Beispiele aus der Vergangenheit zeigen, wie wichtig Tiebreaker sind
Mexiko litt im Training im Jahr 2022. Selbst bei einem Sieg am Ende verhinderte die Tordifferenz eine Klassifizierung. Auch ein 2:0-Sieg gegen Saudi-Arabien würde aufgrund der angehäuften Karten nicht reichen. Polen bestand mit einer besseren Bilanz.
Im Jahr 2018 konnte Japan das Worst-Case-Szenario durch die Aufrechterhaltung einer überlegenen Disziplin vermeiden. Die direkte Konfrontation war damals nicht als Hauptkriterium in den Vorschriften enthalten. Die Erweiterung auf 48 Teams im Jahr 2026 unterstreicht die Notwendigkeit der vollen Aufmerksamkeit ab der ersten Runde.
Technische Details des FIFA-Reglements
Die komplette Schritt-für-Schritt-Anleitung beginnt immer mit den Punkten. Dann kommen die Tordifferenz und die erzielten Tore. Bei Bedarf werden die Bilanz und die Tore nur zwischen den punktgleichen Teams erneut angewendet. Fairplay und die FIFA-Rangliste schließen die Sequenz ab.
Trainer und Spieler müssen nicht nur die Ergebnisse, sondern auch die Karten überwachen. Eine solide Verteidigung trägt zum Gleichgewicht bei, während der Angriff die Anzahl der Tore erhöht. Disziplin vermeidet Strafen, die am Ende kostspielig sein können.
Das beispiellose Format von 12 Gruppen erfordert eine umfassendere strategische Planung. Lieblingsmannschaften können gegen direkte Gegner nicht ins Wanken geraten. Kleinere Teams haben aufgrund ihrer Effizienz Raum für Überraschungen und Fortschritte.

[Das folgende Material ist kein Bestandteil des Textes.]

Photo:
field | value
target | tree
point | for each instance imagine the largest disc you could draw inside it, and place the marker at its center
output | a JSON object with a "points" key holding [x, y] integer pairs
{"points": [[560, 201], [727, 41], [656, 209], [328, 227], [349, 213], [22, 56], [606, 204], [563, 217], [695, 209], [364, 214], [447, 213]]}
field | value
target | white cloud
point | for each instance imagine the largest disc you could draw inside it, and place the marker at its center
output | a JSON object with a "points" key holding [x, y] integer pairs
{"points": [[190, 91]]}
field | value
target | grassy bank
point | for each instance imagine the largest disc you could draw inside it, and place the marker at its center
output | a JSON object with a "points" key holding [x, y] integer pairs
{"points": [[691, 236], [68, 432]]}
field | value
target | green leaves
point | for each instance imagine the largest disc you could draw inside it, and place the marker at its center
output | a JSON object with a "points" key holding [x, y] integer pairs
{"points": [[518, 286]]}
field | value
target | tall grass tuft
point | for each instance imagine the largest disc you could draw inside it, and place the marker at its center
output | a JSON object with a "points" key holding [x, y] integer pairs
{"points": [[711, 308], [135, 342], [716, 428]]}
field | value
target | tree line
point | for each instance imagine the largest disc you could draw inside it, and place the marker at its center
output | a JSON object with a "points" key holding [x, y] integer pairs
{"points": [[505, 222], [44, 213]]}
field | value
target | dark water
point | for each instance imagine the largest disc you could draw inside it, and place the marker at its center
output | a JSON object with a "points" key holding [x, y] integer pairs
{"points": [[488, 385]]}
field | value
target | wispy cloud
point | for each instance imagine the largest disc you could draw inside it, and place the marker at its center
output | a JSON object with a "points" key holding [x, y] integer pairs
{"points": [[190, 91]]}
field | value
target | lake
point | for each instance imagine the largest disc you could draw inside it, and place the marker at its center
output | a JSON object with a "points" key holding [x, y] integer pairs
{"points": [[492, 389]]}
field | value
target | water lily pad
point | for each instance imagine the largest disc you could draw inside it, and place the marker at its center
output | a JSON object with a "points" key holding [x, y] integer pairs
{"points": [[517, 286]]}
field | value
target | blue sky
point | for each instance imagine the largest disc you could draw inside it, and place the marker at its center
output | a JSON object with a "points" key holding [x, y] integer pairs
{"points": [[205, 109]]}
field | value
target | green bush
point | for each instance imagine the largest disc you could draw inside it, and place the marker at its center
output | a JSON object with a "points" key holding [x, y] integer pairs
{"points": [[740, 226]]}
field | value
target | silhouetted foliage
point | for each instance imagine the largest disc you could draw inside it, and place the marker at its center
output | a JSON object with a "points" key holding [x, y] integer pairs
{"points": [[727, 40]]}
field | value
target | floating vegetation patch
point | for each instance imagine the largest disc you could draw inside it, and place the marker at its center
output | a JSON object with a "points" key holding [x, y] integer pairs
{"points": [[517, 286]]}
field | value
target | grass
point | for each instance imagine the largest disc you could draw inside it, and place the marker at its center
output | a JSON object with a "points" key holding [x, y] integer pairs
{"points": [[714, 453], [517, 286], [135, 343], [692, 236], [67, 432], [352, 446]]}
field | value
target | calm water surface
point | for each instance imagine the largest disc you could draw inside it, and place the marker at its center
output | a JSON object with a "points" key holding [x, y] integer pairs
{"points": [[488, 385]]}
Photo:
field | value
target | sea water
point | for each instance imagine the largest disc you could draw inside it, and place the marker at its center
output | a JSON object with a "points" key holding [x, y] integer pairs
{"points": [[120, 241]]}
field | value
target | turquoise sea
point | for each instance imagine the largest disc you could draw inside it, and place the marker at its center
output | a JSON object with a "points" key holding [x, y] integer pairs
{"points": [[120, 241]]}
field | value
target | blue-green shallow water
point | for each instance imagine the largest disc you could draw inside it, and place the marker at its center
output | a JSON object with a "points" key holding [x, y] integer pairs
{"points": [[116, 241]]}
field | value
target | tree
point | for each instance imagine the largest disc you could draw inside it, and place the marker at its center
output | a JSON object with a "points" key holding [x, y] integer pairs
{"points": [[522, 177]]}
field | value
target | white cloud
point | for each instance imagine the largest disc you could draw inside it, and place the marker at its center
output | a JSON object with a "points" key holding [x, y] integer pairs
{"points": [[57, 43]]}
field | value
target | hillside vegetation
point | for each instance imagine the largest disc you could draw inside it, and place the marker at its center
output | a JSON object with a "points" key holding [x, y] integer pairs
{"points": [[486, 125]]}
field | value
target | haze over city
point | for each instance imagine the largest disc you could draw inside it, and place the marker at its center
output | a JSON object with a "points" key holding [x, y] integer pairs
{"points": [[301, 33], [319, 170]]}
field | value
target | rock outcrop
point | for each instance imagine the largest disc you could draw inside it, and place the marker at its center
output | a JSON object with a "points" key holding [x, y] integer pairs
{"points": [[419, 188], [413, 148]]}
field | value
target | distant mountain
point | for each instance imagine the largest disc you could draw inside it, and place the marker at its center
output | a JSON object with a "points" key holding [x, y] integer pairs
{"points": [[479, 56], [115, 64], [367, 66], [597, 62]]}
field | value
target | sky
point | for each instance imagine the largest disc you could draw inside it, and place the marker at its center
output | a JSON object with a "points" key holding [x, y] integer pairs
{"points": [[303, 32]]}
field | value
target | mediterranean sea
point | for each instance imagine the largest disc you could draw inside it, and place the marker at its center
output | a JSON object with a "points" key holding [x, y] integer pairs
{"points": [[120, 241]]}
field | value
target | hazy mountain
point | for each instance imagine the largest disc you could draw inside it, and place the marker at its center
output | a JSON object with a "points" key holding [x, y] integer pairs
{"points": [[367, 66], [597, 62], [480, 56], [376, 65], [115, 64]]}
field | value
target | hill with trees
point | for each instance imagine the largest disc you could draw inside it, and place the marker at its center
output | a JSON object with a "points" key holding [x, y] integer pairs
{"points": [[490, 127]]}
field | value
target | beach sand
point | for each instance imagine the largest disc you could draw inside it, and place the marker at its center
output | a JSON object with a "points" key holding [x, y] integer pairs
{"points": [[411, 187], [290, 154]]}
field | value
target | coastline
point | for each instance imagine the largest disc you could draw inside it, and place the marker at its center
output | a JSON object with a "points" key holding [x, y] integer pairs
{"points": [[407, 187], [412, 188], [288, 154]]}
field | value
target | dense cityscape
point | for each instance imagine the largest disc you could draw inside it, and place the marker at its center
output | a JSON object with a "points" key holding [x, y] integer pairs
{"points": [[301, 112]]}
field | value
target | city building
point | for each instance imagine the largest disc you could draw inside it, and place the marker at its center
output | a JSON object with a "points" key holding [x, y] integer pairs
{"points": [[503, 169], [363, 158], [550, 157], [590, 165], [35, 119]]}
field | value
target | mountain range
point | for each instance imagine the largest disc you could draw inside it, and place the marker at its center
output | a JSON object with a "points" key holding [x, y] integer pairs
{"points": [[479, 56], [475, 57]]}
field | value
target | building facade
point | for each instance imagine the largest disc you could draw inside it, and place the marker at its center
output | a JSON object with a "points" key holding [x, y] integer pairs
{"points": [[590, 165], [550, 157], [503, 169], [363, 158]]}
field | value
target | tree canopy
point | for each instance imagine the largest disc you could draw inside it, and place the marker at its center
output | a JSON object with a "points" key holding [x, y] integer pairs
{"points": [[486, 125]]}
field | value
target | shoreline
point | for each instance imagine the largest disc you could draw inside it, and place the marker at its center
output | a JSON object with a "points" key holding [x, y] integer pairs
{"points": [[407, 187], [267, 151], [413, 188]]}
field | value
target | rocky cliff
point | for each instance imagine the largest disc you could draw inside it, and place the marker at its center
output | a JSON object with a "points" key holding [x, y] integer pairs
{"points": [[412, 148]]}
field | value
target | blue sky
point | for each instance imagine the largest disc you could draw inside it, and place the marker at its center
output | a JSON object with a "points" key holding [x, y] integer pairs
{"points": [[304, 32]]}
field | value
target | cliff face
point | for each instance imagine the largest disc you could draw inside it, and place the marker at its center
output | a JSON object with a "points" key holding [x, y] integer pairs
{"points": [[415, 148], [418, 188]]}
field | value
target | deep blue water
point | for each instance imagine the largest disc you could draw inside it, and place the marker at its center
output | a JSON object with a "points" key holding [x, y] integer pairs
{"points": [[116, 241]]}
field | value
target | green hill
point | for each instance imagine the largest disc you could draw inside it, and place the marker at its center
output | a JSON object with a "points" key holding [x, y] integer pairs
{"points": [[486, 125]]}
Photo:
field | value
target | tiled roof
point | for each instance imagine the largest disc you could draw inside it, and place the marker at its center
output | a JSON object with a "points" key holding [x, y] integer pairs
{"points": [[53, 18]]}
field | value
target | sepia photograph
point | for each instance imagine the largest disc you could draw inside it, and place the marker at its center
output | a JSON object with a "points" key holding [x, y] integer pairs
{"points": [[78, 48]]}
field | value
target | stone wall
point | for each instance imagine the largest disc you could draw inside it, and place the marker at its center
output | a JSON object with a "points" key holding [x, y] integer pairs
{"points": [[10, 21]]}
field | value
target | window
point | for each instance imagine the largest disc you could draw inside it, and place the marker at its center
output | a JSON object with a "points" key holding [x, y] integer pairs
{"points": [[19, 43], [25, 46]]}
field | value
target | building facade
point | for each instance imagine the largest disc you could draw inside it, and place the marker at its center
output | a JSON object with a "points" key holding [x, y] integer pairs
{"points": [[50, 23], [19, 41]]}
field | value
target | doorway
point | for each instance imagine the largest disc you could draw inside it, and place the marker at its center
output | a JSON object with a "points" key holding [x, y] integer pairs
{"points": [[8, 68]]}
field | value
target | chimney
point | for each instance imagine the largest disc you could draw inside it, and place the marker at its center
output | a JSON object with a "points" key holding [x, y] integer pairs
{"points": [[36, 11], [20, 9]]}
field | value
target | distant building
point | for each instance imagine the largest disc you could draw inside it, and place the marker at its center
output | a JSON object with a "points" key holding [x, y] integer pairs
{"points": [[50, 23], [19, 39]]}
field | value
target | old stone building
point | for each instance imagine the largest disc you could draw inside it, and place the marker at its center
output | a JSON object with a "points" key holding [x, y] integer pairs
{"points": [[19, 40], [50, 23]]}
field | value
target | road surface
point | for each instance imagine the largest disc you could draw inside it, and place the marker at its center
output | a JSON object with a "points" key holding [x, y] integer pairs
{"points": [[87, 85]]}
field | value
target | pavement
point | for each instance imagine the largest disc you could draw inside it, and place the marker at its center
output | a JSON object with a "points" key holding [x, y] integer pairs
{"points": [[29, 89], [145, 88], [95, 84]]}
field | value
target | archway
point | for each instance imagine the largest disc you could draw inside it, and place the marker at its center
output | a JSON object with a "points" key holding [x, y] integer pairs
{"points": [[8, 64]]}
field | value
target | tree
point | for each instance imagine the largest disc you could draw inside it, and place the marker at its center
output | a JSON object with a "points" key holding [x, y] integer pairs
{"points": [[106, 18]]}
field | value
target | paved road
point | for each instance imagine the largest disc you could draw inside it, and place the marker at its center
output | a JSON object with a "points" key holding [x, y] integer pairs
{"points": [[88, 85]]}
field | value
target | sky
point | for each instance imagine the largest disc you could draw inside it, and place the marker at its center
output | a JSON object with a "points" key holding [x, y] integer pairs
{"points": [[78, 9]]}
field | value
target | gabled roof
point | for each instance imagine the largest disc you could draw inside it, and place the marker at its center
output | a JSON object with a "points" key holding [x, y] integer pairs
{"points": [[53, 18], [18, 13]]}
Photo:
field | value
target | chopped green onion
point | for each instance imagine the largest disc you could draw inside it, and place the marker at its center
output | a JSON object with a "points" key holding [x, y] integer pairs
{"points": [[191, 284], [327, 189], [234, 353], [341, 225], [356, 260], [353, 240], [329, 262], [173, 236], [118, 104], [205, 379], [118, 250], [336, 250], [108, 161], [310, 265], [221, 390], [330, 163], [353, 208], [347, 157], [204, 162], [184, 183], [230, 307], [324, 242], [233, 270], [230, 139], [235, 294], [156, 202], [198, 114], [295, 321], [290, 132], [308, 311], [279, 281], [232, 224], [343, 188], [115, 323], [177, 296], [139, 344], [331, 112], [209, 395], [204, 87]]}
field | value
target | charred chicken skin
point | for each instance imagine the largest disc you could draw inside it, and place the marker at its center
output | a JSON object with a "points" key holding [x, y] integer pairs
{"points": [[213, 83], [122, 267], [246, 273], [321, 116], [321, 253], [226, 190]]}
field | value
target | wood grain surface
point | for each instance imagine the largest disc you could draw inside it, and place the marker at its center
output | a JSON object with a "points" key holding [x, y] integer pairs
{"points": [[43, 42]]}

Auswirkungen auf die Auswahlplanung
Sporttrainer und technische Komitees untersuchen diese Szenarien bereits. Zu den Schulungen gehören Anzeigetafelsimulationen und Kartenkontrolle. Leistungsanalysten überwachen das Fairplay während der Spiele in Echtzeit.
Die Fairplay-Regel, die eingeführt wurde, um Fairplay zu fördern, hat an praktischer Relevanz gewonnen. Teams, die unnötige Fouls vermeiden, behalten einen Vorteil bei möglichen Dreifach- oder Vierfach-Unentschieden.
Die WM 2026 verspricht gerade aufgrund der Teilnehmerzahl mehr Ausgeglichenheit in der Gruppenphase. Tiebreaker stellen sicher, dass technische und disziplinarische Leistung Vorrang vor Glück oder subjektiven Interpretationen haben.